计算机工程与应用 ›› 2017, Vol. 53 ›› Issue (8): 81-86.DOI: 10.3778/j.issn.1002-8331.1511-0156

• 大数据与云计算 • 上一篇    下一篇

基于聚类集成的微博话题发现方法

冯旭鹏1,马  震1,谢  波1,刘利军2,黄青松2   

  1. 1.昆明理工大学 教育技术与网络中心,昆明 650500
    2.昆明理工大学 信息工程与自动化学院,昆明 650500
  • 出版日期:2017-04-15 发布日期:2017-04-28

Microblog topic detection method based on clustering ensemble

FENG Xupeng1, MA Zhen1, XIE Bo1, LIU Lijun2, HUANG Qingsong2   

  1. 1.Educational Technology and Campus Network Center, Kunming University of Science and Technology, Kunming 650500, China
    2.Faculty of Information Engineering and Automation, Kunming University of Science and Technology, Kunming 650500, China
  • Online:2017-04-15 Published:2017-04-28

摘要: 微博中短文本、用语不规范和大量噪音等特性使得传统话题发现方法不能很好地从中获取新话题。针对微博以上特性和话题动态性提出一种基于聚类集成的微博话题发现方法,该方法考虑微博发布的非线性时间因子,采用改进的K-Means方法分别融合微博的各个特性构造其对应的基聚类器,并评估各基聚类器之间的有效性和差异性,以此设置集成投票权值并最终进行聚类集成。实验对比结果表明,该方法将微博发现话题的准确性提升约9.5%,能够更有效地探测到新话题。
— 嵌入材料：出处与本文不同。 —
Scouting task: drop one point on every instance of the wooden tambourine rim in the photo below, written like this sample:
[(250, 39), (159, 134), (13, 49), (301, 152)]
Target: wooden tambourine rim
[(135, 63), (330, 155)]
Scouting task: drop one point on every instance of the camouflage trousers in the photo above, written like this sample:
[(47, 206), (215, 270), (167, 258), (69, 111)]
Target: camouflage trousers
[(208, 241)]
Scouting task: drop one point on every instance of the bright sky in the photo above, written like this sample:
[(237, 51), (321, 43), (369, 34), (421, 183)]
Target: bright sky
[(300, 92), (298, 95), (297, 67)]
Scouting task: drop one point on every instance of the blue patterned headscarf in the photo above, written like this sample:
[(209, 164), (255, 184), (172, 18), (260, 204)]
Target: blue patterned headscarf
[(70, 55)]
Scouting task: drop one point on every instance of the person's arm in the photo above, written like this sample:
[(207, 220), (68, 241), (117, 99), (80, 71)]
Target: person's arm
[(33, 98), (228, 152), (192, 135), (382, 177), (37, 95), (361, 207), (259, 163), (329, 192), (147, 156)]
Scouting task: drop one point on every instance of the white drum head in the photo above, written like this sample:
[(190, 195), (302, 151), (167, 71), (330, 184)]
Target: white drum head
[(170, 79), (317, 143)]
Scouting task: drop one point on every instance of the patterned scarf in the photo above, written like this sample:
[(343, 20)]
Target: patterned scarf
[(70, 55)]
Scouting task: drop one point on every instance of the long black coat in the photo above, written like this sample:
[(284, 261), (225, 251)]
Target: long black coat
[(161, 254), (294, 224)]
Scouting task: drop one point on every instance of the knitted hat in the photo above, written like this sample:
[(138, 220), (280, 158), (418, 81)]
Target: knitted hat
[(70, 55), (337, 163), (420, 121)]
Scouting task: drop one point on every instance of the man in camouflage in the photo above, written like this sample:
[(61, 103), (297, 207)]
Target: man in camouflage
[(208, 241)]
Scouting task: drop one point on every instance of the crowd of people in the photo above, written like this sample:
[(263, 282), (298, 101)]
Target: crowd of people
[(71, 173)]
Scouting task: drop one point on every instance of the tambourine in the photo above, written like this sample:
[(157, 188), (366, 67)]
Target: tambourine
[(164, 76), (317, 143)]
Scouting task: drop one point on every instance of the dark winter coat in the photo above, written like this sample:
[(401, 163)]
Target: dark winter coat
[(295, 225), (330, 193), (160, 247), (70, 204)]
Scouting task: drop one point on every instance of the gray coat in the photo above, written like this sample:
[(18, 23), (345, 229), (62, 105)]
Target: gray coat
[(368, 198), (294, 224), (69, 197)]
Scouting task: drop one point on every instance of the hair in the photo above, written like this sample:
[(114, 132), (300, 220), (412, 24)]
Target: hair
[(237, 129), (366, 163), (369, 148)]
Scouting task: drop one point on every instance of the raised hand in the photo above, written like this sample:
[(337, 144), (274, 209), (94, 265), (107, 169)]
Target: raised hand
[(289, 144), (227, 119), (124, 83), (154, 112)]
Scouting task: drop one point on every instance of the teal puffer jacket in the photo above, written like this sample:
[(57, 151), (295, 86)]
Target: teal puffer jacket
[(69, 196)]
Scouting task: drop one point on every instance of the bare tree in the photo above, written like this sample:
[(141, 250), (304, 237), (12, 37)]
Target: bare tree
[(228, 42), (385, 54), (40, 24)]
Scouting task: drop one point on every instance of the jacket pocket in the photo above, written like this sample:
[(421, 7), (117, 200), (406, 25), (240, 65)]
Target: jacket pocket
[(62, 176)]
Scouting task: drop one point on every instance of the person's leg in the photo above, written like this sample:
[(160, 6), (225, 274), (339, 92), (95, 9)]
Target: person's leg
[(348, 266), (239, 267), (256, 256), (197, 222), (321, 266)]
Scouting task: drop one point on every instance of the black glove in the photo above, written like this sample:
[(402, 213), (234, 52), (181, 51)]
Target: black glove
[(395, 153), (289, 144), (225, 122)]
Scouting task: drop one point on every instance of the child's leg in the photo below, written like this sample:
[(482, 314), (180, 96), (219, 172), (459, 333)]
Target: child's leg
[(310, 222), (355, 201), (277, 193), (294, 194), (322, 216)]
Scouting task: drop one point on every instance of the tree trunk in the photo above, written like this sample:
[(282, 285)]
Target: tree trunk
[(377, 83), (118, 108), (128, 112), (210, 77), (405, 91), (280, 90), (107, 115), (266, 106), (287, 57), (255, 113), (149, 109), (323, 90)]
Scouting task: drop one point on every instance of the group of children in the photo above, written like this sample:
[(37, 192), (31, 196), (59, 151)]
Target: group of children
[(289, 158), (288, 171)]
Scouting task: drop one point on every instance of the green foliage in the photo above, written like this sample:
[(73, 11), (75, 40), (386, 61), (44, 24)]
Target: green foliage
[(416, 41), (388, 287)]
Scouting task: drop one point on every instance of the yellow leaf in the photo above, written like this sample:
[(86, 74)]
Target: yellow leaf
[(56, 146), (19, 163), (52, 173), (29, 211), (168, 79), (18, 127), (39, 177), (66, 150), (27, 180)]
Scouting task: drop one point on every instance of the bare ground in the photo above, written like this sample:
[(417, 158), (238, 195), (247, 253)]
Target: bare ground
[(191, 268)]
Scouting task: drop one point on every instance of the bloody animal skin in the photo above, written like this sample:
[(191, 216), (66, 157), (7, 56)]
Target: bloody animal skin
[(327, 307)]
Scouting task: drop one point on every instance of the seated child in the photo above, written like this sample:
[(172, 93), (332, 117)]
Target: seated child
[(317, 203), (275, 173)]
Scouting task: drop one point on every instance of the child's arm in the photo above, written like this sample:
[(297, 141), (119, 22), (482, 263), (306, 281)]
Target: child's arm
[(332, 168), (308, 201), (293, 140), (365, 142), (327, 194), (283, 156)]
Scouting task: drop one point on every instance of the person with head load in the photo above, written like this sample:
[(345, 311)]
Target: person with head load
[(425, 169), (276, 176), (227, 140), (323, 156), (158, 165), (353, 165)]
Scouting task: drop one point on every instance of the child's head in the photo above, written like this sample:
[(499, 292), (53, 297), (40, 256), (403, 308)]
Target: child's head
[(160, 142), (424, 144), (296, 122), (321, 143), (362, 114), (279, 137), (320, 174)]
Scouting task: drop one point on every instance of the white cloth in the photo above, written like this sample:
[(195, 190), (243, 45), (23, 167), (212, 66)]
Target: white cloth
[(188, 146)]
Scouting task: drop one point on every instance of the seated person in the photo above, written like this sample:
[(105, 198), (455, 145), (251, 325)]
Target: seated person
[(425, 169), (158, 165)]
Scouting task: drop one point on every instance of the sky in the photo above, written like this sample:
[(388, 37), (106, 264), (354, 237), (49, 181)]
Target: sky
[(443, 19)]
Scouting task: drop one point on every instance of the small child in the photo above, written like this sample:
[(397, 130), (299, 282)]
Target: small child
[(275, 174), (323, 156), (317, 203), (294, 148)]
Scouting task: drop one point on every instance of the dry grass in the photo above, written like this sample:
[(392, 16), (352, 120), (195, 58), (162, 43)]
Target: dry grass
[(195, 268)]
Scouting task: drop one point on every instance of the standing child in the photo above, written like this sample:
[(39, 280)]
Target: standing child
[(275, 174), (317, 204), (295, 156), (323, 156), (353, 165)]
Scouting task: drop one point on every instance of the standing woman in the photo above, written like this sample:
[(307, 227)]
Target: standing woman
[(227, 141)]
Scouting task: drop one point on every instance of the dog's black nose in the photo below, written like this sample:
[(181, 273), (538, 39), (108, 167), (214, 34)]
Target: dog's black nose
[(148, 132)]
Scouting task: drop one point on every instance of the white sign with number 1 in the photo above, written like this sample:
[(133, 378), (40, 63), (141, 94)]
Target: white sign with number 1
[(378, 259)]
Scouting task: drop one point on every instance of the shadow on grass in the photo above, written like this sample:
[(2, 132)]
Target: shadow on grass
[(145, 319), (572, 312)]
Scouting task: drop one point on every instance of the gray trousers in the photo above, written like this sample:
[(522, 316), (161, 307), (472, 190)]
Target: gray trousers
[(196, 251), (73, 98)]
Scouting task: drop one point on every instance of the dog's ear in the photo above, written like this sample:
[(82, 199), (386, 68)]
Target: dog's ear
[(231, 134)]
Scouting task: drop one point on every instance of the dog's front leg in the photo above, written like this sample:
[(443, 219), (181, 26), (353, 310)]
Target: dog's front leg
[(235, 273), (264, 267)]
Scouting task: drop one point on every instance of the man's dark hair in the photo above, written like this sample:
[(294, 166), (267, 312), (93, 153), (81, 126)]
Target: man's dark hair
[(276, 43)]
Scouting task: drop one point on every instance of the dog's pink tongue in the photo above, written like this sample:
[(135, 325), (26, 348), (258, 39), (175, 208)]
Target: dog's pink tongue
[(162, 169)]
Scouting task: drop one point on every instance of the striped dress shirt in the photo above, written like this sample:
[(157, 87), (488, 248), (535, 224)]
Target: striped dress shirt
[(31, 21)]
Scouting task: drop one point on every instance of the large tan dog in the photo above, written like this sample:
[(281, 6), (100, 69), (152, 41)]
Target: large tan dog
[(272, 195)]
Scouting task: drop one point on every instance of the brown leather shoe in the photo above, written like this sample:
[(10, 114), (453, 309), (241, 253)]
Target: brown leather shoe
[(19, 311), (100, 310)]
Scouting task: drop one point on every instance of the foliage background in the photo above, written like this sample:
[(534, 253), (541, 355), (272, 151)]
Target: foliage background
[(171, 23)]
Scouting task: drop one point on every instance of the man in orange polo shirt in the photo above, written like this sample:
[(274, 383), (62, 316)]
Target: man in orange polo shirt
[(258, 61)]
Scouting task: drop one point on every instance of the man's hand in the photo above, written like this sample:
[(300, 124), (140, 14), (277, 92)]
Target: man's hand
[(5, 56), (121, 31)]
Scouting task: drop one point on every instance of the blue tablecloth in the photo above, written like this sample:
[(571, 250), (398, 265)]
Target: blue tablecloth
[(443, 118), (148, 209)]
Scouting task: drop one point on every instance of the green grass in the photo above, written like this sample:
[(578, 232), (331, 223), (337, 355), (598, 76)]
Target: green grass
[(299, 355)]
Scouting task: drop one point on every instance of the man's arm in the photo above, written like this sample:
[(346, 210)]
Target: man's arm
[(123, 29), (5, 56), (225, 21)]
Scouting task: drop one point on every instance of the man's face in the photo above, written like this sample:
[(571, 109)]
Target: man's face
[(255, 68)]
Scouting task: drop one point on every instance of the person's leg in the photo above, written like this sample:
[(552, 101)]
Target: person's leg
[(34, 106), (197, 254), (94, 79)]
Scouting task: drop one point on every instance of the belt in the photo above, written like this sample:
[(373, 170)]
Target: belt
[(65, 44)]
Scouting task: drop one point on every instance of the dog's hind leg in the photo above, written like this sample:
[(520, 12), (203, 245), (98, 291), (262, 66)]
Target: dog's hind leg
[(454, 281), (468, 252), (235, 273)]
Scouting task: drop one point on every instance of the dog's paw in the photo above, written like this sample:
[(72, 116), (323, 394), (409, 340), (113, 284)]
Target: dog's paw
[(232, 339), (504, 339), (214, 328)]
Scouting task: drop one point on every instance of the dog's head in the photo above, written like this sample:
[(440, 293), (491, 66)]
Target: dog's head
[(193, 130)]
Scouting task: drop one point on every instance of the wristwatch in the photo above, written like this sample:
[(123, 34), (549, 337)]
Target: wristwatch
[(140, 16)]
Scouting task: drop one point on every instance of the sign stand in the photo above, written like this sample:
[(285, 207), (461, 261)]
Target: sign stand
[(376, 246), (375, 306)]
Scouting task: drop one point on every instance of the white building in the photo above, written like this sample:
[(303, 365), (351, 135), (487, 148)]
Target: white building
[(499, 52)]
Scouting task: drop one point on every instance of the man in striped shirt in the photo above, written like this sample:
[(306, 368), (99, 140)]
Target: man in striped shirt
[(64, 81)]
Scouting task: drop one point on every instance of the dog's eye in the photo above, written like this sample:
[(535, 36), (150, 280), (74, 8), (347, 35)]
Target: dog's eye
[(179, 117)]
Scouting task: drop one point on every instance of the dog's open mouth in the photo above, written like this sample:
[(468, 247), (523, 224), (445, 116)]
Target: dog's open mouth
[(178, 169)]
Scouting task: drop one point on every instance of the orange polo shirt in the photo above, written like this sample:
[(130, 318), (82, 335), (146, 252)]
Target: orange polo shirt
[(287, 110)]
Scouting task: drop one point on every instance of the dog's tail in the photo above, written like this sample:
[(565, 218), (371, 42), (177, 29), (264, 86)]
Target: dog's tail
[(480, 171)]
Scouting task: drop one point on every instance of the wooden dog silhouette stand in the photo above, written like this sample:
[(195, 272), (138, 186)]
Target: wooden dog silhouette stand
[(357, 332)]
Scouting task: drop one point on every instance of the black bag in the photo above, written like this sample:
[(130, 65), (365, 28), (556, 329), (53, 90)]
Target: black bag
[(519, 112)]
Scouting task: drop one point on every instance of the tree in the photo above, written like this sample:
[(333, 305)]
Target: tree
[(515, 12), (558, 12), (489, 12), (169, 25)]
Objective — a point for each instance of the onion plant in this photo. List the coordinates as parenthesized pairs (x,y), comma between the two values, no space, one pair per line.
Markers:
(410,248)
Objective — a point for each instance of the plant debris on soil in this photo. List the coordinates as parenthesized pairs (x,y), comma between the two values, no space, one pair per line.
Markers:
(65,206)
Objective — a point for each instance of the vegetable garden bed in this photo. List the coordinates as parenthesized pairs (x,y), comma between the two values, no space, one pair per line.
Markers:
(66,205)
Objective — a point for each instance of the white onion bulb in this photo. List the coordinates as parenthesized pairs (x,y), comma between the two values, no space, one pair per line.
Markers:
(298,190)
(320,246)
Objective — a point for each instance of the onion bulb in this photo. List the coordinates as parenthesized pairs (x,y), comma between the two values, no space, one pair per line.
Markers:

关键词: 短文本, 噪音, 话题发现, 动态性, 非线性时间, 基聚类器, 聚类集成

Abstract: The short text, randomness and a large amount of noise make the traditional methods of topic detection can not be solved to get the new topic, and these topic detection techniques have not considered the time factor of the microblog post. In this paper, the microblog topic detection method based on clustering ensemble is proposed for the characteristics of micro-blog and topic dynamic performance. This method considers the nonlinear time factor of microblog post, the improved K-Means method is used to construct the corresponding base cluster based on each feature of microblog, evaluate the effectiveness and difference between the each cluster, so as to set up the ensemble voting weights and the clustering ensemble is used for microblog topic detection. Experimental results show that the proposed method gets an accuracy up to 9.5% in microblog topic detection, which can detect the new topic more effectively.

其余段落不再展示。